Home >Backend Development >PHP Tutorial >A collection of solutions to Chinese garbled characters in PHP_PHP Tutorial
The first is the encoding of the PHP web page
1. The encoding of the php tutorial file itself should match the encoding of the web page
a. If you want to use gb2312 encoding, then php should output the header: header("Content-Type: text/html; charset=gb2312"), and add , the encoding format of all files is ANSI, you can open it with Notepad, save as, select the encoding as ANSI, and overwrite the source file.
b. If you want to use utf-8 encoding, then php should output the header: header("Content-Type: text/html; charset=utf-8"), and add , the encoding format of all files is utf-8. Saving as utf-8 may be a bit troublesome. Generally, utf-8 files will have BOM at the beginning. If you use session, there will be problems. You can use editplus to save.
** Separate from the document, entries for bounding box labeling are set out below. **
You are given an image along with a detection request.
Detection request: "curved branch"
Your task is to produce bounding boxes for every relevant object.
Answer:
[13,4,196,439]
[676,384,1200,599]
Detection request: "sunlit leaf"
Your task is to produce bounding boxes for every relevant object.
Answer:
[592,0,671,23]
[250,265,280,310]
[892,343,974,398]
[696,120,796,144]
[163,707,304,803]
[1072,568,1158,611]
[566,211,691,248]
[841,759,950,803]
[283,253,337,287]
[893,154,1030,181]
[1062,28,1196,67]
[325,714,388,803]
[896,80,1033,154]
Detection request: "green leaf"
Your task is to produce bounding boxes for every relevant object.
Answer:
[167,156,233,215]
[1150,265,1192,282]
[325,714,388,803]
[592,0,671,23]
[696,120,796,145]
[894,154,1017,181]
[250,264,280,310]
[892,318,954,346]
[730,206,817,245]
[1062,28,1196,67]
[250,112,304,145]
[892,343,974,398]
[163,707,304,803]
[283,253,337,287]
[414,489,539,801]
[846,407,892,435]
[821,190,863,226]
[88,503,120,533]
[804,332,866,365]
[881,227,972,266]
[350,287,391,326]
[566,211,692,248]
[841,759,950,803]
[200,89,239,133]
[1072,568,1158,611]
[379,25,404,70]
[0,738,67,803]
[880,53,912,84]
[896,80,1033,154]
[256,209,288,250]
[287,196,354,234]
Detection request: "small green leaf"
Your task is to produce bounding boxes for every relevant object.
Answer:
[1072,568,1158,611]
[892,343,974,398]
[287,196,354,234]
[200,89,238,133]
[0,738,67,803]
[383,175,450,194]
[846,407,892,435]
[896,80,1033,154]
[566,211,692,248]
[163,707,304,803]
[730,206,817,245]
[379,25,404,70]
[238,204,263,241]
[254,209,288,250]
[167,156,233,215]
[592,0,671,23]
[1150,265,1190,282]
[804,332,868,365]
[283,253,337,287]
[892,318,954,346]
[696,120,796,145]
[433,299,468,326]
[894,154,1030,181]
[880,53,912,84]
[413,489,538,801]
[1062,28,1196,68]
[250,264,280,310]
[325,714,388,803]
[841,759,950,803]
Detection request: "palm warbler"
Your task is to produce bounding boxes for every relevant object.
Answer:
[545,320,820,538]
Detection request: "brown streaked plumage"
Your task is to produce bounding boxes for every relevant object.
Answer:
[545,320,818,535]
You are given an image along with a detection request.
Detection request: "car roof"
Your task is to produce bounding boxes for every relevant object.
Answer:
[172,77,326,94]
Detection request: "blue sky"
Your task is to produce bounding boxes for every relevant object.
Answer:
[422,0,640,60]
In editplus, go to Tools->Parameter Selection->File-> UTF-8 signature, select Always delete, then save to remove the BOM information.
2. PHP itself is not Unicode, all functions such as substr must be changed to mb_substr (mbstring extension needs to be installed); or use iconv to transcode.
2. Data interaction between PHP and Mysql
The coding of PHP and database tutorials should be consistent
1. Modify the mysql tutorial configuration file my.ini or my.cnf. It is best to use utf8 encoding for mysql
[mysql]
default-character-set=utf8
[mysqld]
default-character-set=utf8
default-storage-engine=MyISAM
Add under [mysqld]:
default-collation=utf8_bin
init_connect='SET NAMES utf8'
2. Add mysql_query("set names 'encoding'"); before the PHP program that needs to perform database operations. The encoding is consistent with the PHP encoding. If the PHP encoding is gb2312, then the mysql encoding is gb2312. If it is UTF-8, then MySQL encoding is utf8, so there will be no garbled characters when inserting or retrieving data
3. PHP is related to the operating system
The encoding of Windows and Linux is different. In the Windows environment, if the parameters are utf-8 encoded when calling PHP functions, errors will occur, such as move_uploaded_file(), filesize(), readfile(), etc. These functions It is often used when processing uploads and downloads. The following error may occur when calling:
Warning: move_uploaded_file()[function.move-uploaded-file]: failed to open stream: Invalid argument in ...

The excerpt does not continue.